В Австро-Венгрии русских отправляли в лагеря. Исключение делали только для большевиков и прочих экстремистов, Ленина и Троцкого взяли под опеку политики, высокие полицейские чины. Со всеми удобствами отправили за границу — а то как бы возбужденные граждане не наделали беды столь полезным людям.
В Германии в одном лишь Берлине оказалось 50 тыс. русских. Еще до объявления войны у них вдруг перестали принимать рубли, и многим стало не на что уехать. Больных, даже послеоперационных, начали выкидывать из клиник на улицу. А потом по гостиницам прокатились аресты. На улицах пошла истерия, озверевшие толпы ловили «русских шпионов», избивали и убивали. Кого-то успевала спасти полиция, собирала помятых мужчин и истерзанных дам. Для русских не хватало тюрем, их свозили в воинские части. Мужчин призывного возраста объявляли не интернированными, а вообще военнопленными. Били, глумились. Свидетель рассказывал, что в казармах драгунского полка под Берлином офицеры «обыскивали только женщин, и притом наиболее молодых». Женщин — потому что их ощупывали, заставляли раздеваться донага. Один из русских пытался защитить свою дочь, дал пощечину лейтенанту, «обыскивавшему» ее. «Несчастного отца командир полка приказал схватить, и тут же, на глазах русских пассажиров его расстреляли».

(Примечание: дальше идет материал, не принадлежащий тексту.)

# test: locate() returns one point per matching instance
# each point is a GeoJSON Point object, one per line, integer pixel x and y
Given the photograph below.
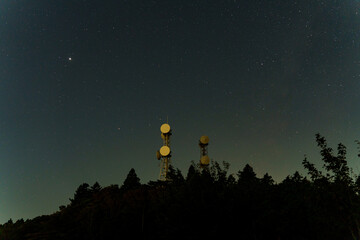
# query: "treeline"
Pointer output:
{"type": "Point", "coordinates": [210, 203]}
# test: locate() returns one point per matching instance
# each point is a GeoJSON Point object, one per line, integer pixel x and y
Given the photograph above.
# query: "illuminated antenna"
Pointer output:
{"type": "Point", "coordinates": [204, 158]}
{"type": "Point", "coordinates": [164, 154]}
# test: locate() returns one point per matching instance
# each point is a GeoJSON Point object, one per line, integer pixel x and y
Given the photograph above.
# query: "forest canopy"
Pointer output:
{"type": "Point", "coordinates": [210, 202]}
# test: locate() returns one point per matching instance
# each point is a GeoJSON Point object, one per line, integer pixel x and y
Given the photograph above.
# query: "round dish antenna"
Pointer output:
{"type": "Point", "coordinates": [165, 128]}
{"type": "Point", "coordinates": [158, 156]}
{"type": "Point", "coordinates": [204, 139]}
{"type": "Point", "coordinates": [205, 160]}
{"type": "Point", "coordinates": [164, 151]}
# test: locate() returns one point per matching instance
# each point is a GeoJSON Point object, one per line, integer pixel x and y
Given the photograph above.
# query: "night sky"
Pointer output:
{"type": "Point", "coordinates": [85, 86]}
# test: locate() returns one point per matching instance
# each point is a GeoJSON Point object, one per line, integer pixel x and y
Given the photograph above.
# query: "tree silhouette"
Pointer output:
{"type": "Point", "coordinates": [210, 203]}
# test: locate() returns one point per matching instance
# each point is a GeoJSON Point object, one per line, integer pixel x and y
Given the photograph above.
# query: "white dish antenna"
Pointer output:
{"type": "Point", "coordinates": [165, 128]}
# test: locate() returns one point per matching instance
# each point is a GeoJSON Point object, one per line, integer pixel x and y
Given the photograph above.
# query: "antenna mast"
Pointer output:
{"type": "Point", "coordinates": [204, 158]}
{"type": "Point", "coordinates": [164, 154]}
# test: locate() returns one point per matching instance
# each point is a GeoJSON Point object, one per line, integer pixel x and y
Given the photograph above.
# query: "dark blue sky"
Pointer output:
{"type": "Point", "coordinates": [260, 78]}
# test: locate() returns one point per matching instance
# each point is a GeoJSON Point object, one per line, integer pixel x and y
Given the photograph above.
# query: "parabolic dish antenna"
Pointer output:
{"type": "Point", "coordinates": [205, 160]}
{"type": "Point", "coordinates": [204, 139]}
{"type": "Point", "coordinates": [164, 151]}
{"type": "Point", "coordinates": [165, 128]}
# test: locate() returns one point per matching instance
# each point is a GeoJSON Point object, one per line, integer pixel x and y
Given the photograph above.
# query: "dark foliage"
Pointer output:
{"type": "Point", "coordinates": [209, 203]}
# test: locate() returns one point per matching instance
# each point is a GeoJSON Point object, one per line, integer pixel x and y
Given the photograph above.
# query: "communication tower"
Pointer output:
{"type": "Point", "coordinates": [164, 154]}
{"type": "Point", "coordinates": [204, 158]}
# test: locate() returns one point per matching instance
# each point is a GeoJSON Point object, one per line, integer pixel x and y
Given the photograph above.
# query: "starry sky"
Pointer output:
{"type": "Point", "coordinates": [85, 86]}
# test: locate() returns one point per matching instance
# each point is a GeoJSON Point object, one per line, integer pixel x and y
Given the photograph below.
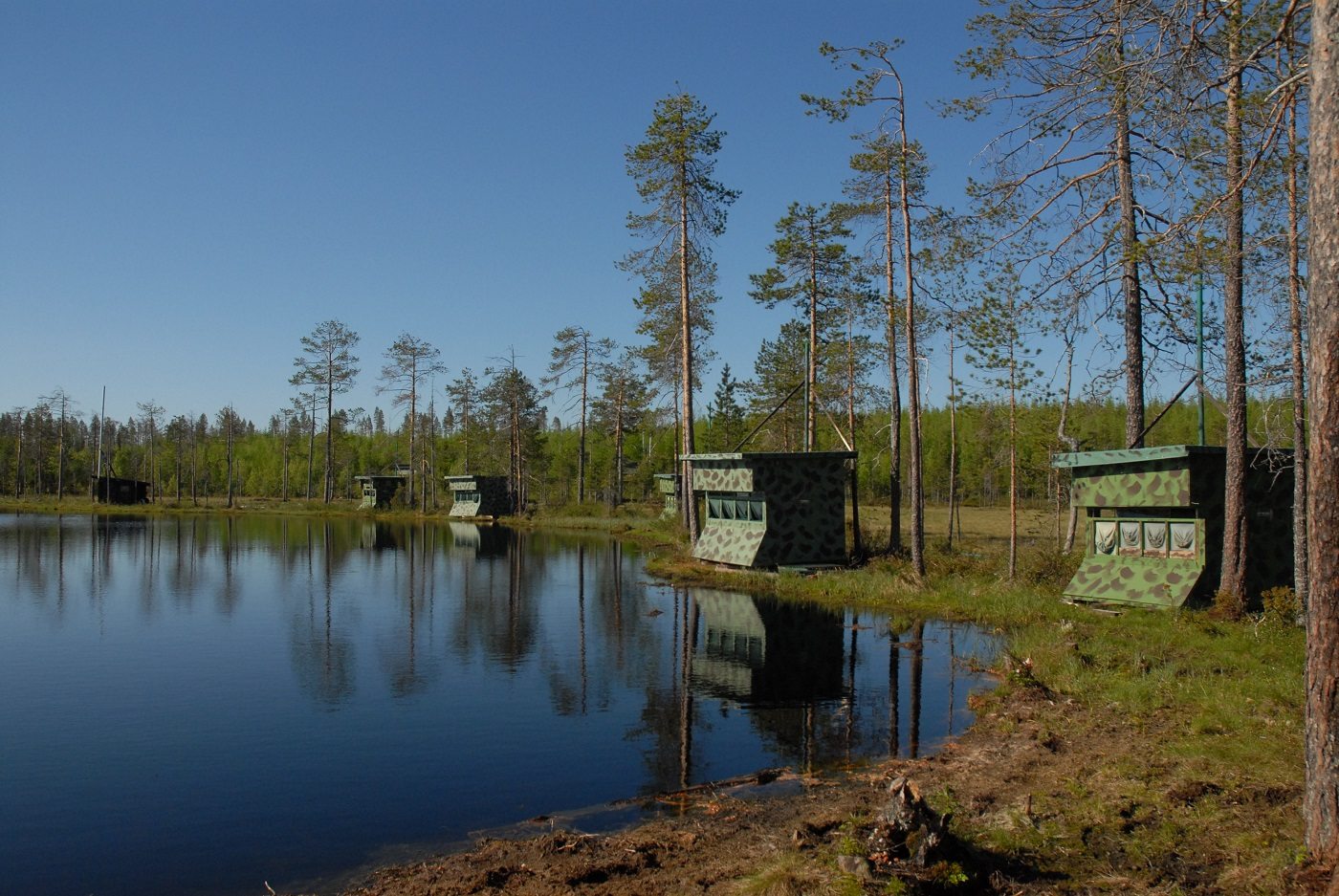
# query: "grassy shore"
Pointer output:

Восточноевропейский театр войны
При посредничестве нейтральных стран женщинам, детям и людям в возрасте все же позволили выехать. В их числе был знаменитый режиссер Станиславский, он вспоминал, как это происходило. Массу людей, измученных и голодных, гоняли с поезда на поезд, высаживали на станциях. Лупили, подгоняли пинками. Конвоиры, сопровождающие их до границы Швейцарии, не уставали издеваться. Солдаты сопровождали дам в туалет, запрещая закрывать за собой дверь. Офицеры и здесь развлекались «обысками» женщин и девочек, бесцеремонно разглядывали их голых, сгорающих от стыда. Когда велели обнажиться жене Станиславского актрисе Лилиной, она медлила исполнять приказ, и ей разбили лицо рукояткой револьвера. С ними ехала старушка-баронесса, и офицерам очень понравилось хлестать ее по щекам. Она кричала: «Что вы делаете? Я же приехала к вам лечиться, а вы меня избиваете…»
Так обращались с «культурной публикой», ее выпускали за границу, и соблюдалась видимость «порядка» (обыскать подозреваемых — разве не законное требование?) С массами батраков в Пруссии условности были отброшены. Их подчистую ограбили, мужчин зачислили в пленные. Симпатичных батрачек без каких-либо «обысков» просто перенасиловали. Женщин отправили на работу в те же прусские поместья, но уже без оплаты, на рабских условиях. Если кто-то пробовал протестовать и требовать отправки в Россию, расстреливали на месте.
В России некоторые антигерманские эксцессы тоже имели место — возбужденная толпа погромила особняк немецкого посольства, откуда уже выехал весь персонал. Но подобные взрывы эмоций были стихийными, пресекались полицией. В нашей стране находилось 170 тыс. германских и 120 тыс. австрийских подданных — ни убийств, ни арестов не было. Россия стала единственной воюющей державой, где гражданам враждебных государств позволили свободно уехать. Руководство и сотрудники многих фирм покинули страну заранее, знали, что скоро будет война. А кое-кто позаботился сменить гражданство и преспокойно остался в России.